In België zien we de laatste tijd meer en meer vreemde rugnummers opduiken, maar zo creatief als in de rest van de wereld zijn we nog lang niet. Zo hebben Brazilianen wat met het aantal wedstrijden. Toen Romario zijn 500ste wedstrijd speelde voor Vasco Da Gama was dat met het rugnummer 500. Goiásdoelman Harley deed hetzelfde ter ere van zijn 400ste wedstrijd. In Mexico gaan ze nog veel verder: de Sierra Leonees
Abdul Thompson Conteh droeg in zijn periode bij Monterrey het rugnummer 690, gewoon omdat hij het wel grappig vond om het hoogste nummer in de competitie te hebben.
Ook doelmannen zijn niet ongevoelig voor dit soort praktijken. Toen Vitor Baía na een uitstapje bij Barcelona in ’99 terugkeerde naar FC Porto, wou hij het nummer 99 om de fans te tonen dat Porto de club van zijn hart was. De 88 van Gianluigi Buffon bij Parma deed dan weer heel wat stof opwaaien. Mensenrechtenorganisaties beschuldigden de keeper ervan die 88 te hebben gekozen als referentie aan Heil Hitler.
De achtste letter van het alfabet is een ‘H’, en met 88 heb je dus de initialen van de kreet. Hetzelfde geldt voor 18 en de naam Adolf Hitler. Buffon verdedigde zich en maakte bekend dat hij dat
nummer koos op basis van het oude
Italiaanse spreekwoord ‘Een echte man heeft vier teelballen’. Op het eerste gezicht een vreemd verband, maar twee achten bestaan eigenlijk uit vier cirkels. Buffon kwam ermee weg.
De Marokkaanse spits Hicham
Zerouali kreeg een uniek rugnummer bij het Schotse Aberdeen. De speler werd door de eigen aanhang bedacht met de roepnaam Zero en hij wou dus absoluut dat nummer op zijn shirt. Intussen is de nul uit roulatie genomen bij Aberdeen: Zerouali kwam in 2004 om het leven
bij een verkeersongeval.
En dan heb je natuurlijk ook nog de spelers die een speciaal rugnummer kiezen uit protest. Interspits Ivan Zamorano raakte zijn geliefde nummer negen kwijt toen Ronaldo zich bij de club voegde.

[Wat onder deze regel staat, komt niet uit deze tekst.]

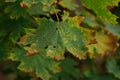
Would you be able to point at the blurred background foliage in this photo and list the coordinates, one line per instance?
(103, 58)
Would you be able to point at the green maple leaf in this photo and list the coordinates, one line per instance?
(72, 37)
(39, 63)
(100, 8)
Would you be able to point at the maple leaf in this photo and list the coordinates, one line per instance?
(106, 43)
(39, 63)
(100, 8)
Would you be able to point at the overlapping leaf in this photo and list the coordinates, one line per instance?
(67, 65)
(106, 43)
(100, 8)
(113, 67)
(40, 64)
(71, 4)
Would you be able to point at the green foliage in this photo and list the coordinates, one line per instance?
(60, 39)
(100, 8)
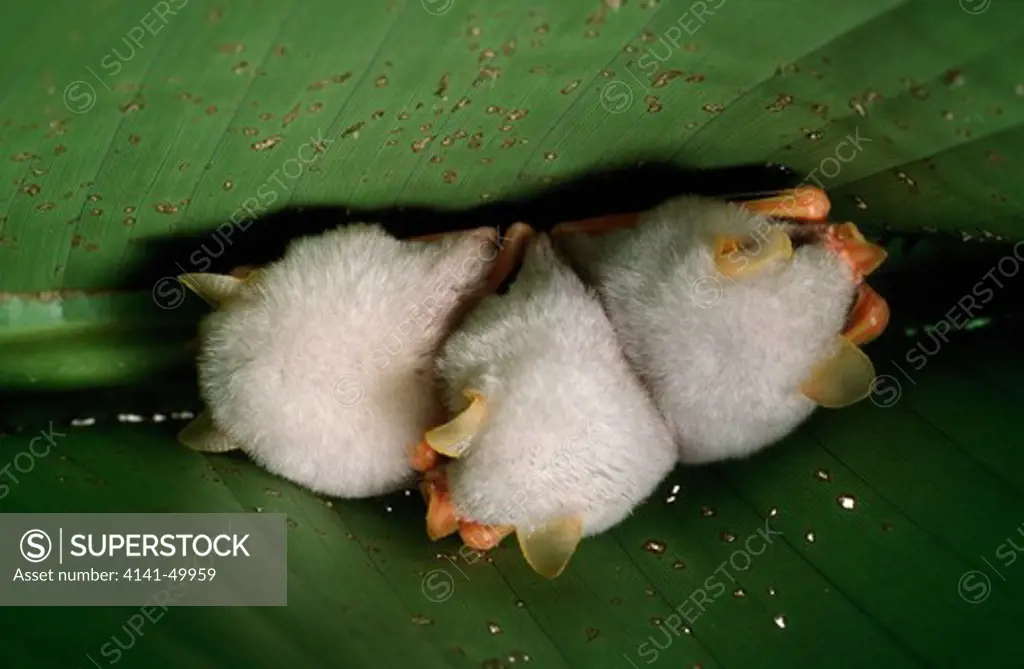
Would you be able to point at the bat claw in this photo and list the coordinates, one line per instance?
(868, 318)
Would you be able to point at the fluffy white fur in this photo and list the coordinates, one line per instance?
(723, 358)
(570, 430)
(322, 370)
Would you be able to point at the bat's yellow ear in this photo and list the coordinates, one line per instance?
(549, 548)
(844, 378)
(217, 289)
(735, 256)
(454, 437)
(203, 435)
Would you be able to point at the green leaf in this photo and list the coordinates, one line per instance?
(124, 126)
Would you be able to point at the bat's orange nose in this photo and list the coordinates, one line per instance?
(862, 256)
(868, 317)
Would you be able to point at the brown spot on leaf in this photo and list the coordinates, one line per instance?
(268, 142)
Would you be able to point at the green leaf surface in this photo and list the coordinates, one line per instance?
(123, 125)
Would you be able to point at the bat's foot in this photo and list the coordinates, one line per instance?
(482, 537)
(803, 203)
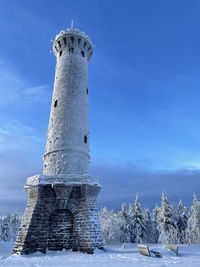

De Chileen vond het maar niks en koos dan maar voor het nummer achttien, met een klein plustekentje tussen de twee cijfers. 1+8 geeft ook negen, en de eer van Zamorano was gered. Het bekendste geval van dit soort praktijken blijft Johan Cruijff.
Toen hij na een blessure terugkeerde in het eerste elftal van Ajax, was zijn vaste rugnummer negen al aan Gerrie Mühren gegeven. Cruijff besloot dan maar om met veertien te gaan spelen en is nooit meer van die gewoonte afgestapt.
Het was in die tijd niet de gewoonte om als basisspeler geen nummer tussen een en elf te kiezen, maar Cruijff mocht zelfs bij Oranje met veertien spelen. Men spreekt ook nu nog over Johan Cruijff als ‘nummer veertien’.